An oil supply ball valve 2 and a Y-shaped filter 3 which are sequentially connected are arranged between the oil tank 1 and the high-pressure electric pump 28, a second safety valve 29 and a second one-way valve 30 which are sequentially connected are arranged between the high-pressure electric pump 28 and the first high-pressure stop valve 31, a second high-pressure relief valve 51 is arranged at the outlet of the seventh high-pressure stop valve 49, and a fourth high-pressure stop valve 43 and a fifth high-pressure stop valve 45 are arranged at two ends of the first high-pressure flowmeter 44. The safety of the system is improved, and the smooth running of the equipment is ensured.

In order to implement the operating state of the monitoring system, a first pressure gauge 8 is arranged between the first low pressure stop valve 7 and the first pressure switch 9, a first pressure transmitter 15 is arranged between the low pressure accumulator 12 and the first filter 17, a second pressure gauge 24 and a second pressure transmitter 26 are arranged at two ends of the seventh low pressure stop valve 25, a third pressure gauge 32 is arranged between the first high pressure stop valve 31 and the fourth pressure switch 33, a third pressure transmitter 39 is arranged between the high pressure accumulator 36 and the second filter 41, and a fourth pressure gauge 48 and a fourth pressure transmitter 50 are arranged at two ends of the seventh high pressure stop valve 49.
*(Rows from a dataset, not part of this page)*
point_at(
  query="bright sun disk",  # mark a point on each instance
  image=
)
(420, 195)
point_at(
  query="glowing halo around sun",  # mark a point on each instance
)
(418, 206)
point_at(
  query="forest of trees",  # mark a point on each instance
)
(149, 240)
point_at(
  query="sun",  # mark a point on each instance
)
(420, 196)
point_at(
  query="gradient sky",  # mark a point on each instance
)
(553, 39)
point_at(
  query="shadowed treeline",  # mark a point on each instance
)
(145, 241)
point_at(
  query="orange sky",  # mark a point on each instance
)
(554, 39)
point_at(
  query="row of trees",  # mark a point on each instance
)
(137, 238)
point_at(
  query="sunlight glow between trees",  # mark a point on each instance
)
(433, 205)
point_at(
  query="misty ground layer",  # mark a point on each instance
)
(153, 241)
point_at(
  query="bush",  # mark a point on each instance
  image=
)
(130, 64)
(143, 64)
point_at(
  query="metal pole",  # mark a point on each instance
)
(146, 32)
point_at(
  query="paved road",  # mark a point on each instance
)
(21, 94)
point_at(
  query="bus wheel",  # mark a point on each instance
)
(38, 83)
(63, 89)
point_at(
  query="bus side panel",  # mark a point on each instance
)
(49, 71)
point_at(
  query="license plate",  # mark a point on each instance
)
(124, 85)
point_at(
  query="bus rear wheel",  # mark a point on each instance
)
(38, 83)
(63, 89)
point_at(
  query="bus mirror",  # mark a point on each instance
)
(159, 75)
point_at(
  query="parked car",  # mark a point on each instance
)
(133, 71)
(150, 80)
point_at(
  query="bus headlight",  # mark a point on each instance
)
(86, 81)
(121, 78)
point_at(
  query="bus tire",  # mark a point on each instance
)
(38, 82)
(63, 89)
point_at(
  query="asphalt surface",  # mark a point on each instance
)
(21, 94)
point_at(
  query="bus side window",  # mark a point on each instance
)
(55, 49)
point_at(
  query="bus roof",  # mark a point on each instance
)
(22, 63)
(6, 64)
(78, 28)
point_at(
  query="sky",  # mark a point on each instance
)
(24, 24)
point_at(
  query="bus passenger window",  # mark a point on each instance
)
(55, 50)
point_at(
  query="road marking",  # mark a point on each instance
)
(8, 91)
On the basis of the ocean deepwater oil and gas exploitation IWOCS HPU provided by the above embodiments, the end of each low-pressure branch is connected with a first low-pressure double-stop valve 52 and a low-pressure gas control three-way valve 60, the first low-pressure double-stop valve 52 and the low-pressure gas control three-way valve 60 are connected in parallel, and the gas control port of the low-pressure gas control three-way valve 60 is connected with a gas source 70 through a first electromagnetic valve 59. In this embodiment, the interfaces at the tail end of the low-voltage branch in fig. 1 are A1 and A2, more low-voltage branches can be provided, and more interfaces are provided, in fig. 2, only the low-voltage branch output control part connected with the A1 port is shown, and two A1 interfaces in fig. 2 are simultaneously connected with the A1 interface of the low-voltage branch in fig. 1. In the working process, manual control and automatic control can be realized, when in manual control, the low-pressure air control three-way valve 60 is closed, the first low-pressure double stop valve 52 is opened or closed to control the on-off and pressure relief of an oil way, when in automatic control, the first low-pressure double stop valve 52 is closed, and whether the air in the air source 70 enters the air control port of the low-pressure air control three-way valve 60 is controlled by opening and closing the first electromagnetic valve 59, so that the low-pressure air control three-way valve 60 is controlled to open or close to control the on-off and pressure relief of the oil way.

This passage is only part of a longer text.